Die DWS BasisRente Premium
Ein stärkerer Wettbewerb bahnt sich im Geschäft mit der staatlich geförderten Rürup Rente (Basisrente) an. Mit einem entsprechenden Sparplan im Oktober 2008 auf den Markt zu kommen, kündigte der größte deutsche Publikumsfondsanbieter DWS Investments am 19.8.2008 an.
Mit einem neuartigen Riester Rente Fonds-Sparplan einen nennenswerten Marktanteil in der staatlich geförderten privaten Altersvorsorge zu erringen, gelang Fondsgesellschaft bereits im vergangenen Jahr. Frank Breiting, der für das DWS Altersvorsorgegeschäft verantwortlich zeichnet sagte, dass der Sparplan „DWS Basisrente Premium“ nun im Segment der Rürup Rente an diesen Erfolg anknüpfen soll.

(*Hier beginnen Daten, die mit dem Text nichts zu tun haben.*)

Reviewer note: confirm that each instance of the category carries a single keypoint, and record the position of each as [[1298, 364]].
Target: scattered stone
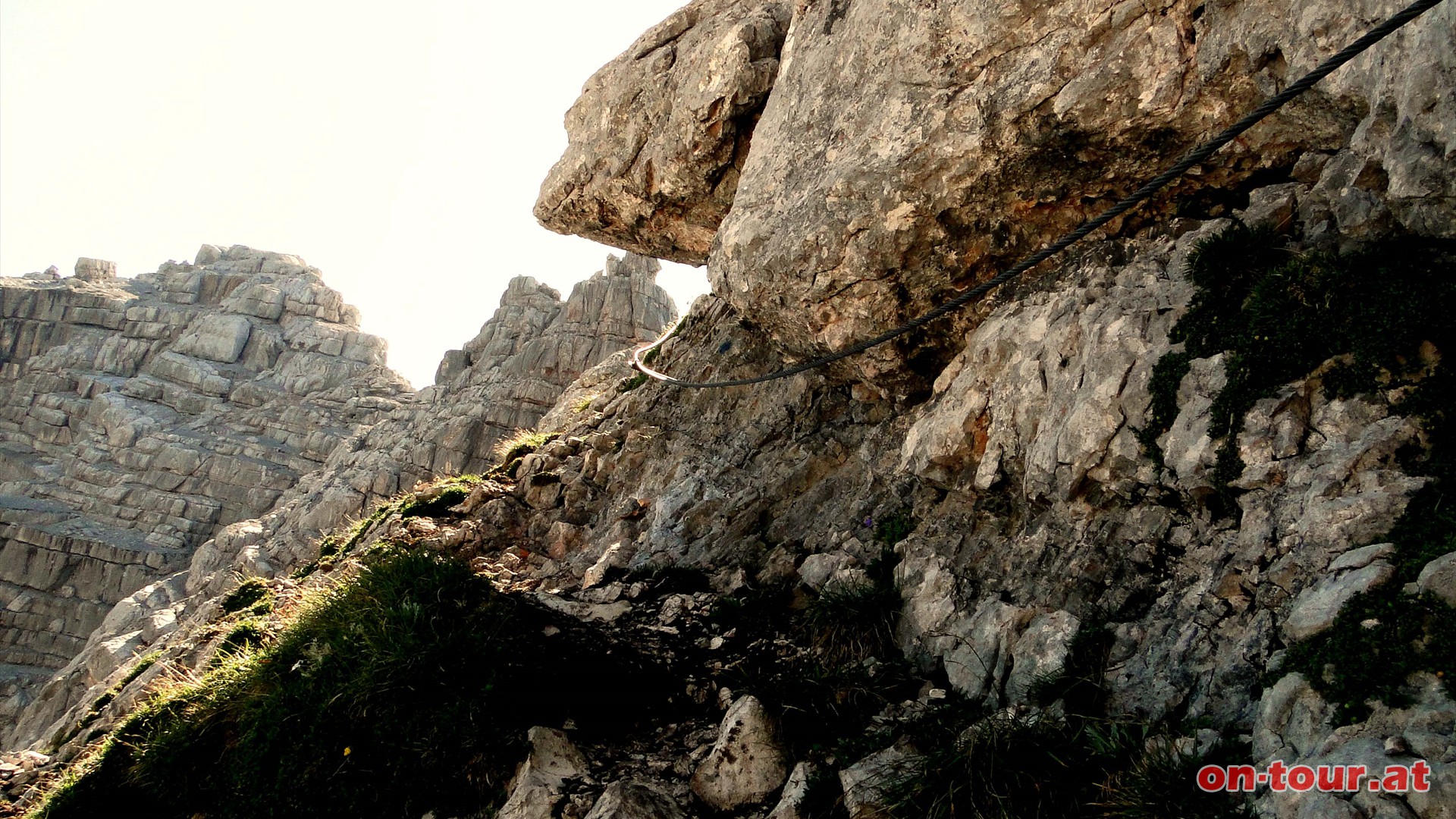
[[1316, 608], [1439, 577], [634, 800], [747, 763]]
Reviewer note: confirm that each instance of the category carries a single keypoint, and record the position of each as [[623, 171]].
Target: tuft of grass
[[520, 445], [1011, 765], [894, 528], [402, 689], [253, 594], [856, 621], [1376, 643], [1277, 314], [242, 637]]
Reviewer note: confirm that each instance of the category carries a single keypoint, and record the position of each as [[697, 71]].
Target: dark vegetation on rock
[[1382, 318]]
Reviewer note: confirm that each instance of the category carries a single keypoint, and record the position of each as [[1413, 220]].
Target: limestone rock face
[[661, 133], [139, 417], [507, 378], [906, 150]]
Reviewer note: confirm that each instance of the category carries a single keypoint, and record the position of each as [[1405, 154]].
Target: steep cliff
[[383, 441], [1180, 496], [142, 416]]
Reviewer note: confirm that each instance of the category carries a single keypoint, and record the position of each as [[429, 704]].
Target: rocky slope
[[384, 439], [142, 416], [1172, 483]]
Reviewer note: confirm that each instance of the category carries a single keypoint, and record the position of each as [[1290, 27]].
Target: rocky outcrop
[[504, 379], [1025, 483], [660, 134], [905, 150], [139, 417]]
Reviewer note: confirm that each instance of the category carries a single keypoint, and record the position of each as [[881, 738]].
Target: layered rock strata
[[893, 145], [139, 417]]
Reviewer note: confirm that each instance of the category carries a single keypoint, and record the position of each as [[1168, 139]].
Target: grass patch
[[253, 594], [1277, 314], [855, 621], [403, 689], [1006, 765], [894, 528], [520, 445]]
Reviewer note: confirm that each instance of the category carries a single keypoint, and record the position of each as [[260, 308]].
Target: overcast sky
[[395, 146]]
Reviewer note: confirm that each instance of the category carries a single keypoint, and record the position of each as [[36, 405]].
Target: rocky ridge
[[503, 381], [142, 416], [1025, 485], [903, 152]]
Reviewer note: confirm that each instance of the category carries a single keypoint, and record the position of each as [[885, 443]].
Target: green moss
[[1379, 639], [243, 635], [403, 689], [520, 445], [436, 506], [894, 528], [1277, 314], [93, 713], [251, 594], [1383, 635]]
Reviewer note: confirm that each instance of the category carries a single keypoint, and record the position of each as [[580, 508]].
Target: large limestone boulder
[[908, 150], [660, 134]]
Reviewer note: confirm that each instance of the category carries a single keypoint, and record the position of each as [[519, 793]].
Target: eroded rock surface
[[504, 379], [660, 134], [906, 149], [139, 417]]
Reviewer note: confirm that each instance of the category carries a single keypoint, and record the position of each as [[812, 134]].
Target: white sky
[[395, 146]]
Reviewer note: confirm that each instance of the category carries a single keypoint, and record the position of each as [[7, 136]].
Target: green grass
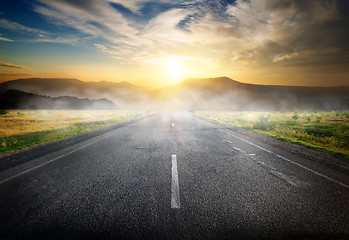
[[325, 131], [23, 129]]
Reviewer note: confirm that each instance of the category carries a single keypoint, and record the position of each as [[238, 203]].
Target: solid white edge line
[[175, 199], [290, 161], [52, 160]]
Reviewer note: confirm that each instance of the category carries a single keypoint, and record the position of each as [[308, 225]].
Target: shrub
[[318, 119], [263, 123], [295, 116]]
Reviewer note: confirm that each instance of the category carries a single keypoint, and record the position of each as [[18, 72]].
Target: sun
[[175, 70]]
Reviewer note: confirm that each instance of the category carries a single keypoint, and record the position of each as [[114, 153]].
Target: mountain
[[15, 99], [226, 94], [123, 94], [220, 93]]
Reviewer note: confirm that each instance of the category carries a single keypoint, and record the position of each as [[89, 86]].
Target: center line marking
[[175, 201]]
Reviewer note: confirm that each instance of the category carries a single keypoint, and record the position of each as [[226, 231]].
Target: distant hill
[[122, 94], [15, 99], [193, 94], [226, 94]]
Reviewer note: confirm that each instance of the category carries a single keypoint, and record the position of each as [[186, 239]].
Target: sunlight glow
[[174, 69]]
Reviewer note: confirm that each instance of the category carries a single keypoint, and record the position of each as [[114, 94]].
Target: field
[[327, 131], [22, 129]]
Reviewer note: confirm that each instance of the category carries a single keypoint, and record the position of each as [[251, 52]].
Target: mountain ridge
[[220, 93]]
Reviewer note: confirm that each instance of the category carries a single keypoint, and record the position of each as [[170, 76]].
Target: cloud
[[5, 39], [3, 64], [6, 24], [246, 34]]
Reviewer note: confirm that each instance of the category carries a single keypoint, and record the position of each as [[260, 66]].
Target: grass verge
[[324, 131], [23, 129]]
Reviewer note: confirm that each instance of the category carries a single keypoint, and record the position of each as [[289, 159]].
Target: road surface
[[174, 176]]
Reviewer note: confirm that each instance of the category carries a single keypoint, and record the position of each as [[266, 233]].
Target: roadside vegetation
[[22, 129], [327, 131]]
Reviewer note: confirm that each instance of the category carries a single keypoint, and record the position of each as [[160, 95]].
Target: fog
[[192, 94]]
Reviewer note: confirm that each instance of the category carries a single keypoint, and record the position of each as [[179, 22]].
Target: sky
[[158, 43]]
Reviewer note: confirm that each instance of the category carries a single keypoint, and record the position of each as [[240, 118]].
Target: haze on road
[[175, 176]]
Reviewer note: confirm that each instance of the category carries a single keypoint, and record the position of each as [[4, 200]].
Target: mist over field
[[192, 94]]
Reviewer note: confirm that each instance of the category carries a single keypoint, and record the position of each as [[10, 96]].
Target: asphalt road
[[175, 176]]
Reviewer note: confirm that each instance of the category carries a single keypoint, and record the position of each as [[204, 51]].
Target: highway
[[175, 176]]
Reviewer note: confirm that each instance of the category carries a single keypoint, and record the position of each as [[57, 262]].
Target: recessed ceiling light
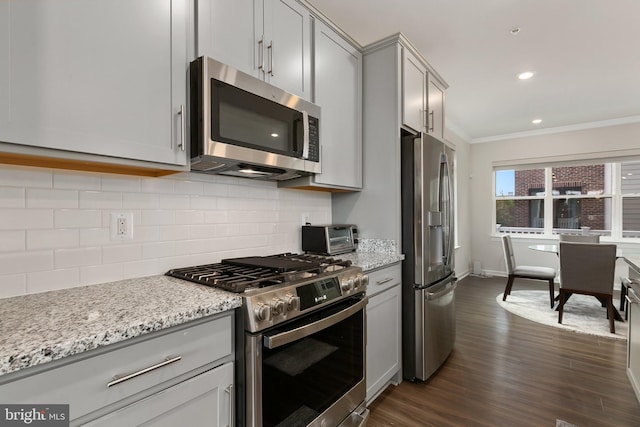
[[526, 75]]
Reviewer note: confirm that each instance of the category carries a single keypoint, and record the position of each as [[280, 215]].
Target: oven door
[[310, 371]]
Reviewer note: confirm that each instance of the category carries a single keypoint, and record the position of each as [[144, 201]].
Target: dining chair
[[524, 271], [588, 269], [579, 238]]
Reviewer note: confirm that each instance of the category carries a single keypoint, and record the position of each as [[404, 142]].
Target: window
[[630, 189], [520, 200], [564, 199]]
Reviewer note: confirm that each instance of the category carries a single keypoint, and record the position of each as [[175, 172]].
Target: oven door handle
[[283, 338]]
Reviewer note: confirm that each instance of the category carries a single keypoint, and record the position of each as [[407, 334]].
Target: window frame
[[615, 195]]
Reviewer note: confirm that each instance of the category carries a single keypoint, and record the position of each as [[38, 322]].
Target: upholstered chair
[[524, 271], [588, 269]]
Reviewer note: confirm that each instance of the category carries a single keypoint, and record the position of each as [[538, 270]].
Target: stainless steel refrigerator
[[428, 279]]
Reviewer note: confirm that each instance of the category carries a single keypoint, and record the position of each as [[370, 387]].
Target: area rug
[[582, 313]]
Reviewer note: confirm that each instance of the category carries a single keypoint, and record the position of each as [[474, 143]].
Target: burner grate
[[240, 274]]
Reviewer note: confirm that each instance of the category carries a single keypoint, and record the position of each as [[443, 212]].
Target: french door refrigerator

Im Schatten der deutlich weiter verbreiteten Riester Rente, steht bislang nämlich die Rürup Rente, die im Zuge der Neuordnung des Altersvorsorgesystems Anfang 2005 ins Leben gerufen wurde. Knapp 700.000 Abschlüsse über eine Rürup Rente waren bis Ende des ersten Quartals dieses Jahres zu verzeichnen. Demgegenüber stehen für den gleichen Zeitraum 11 Millionen Riester Verträge.
Da derzeit 66% und von 2025 an 100% des eigenen Beitrags bis zu einer Höchstgrenze von 20.000 € als Altersvorsorgeaufwendungen von der Einkommensteuer abgezogen werden können, ist die DWS Rürup Rente für ältere Privatanleger und Freiberufler beziehungsweise Selbstständige sehr attraktiv. Im Gegenzug zu einem wachsenden Anteil sind die Rentenzahlungen steuerpflichtig.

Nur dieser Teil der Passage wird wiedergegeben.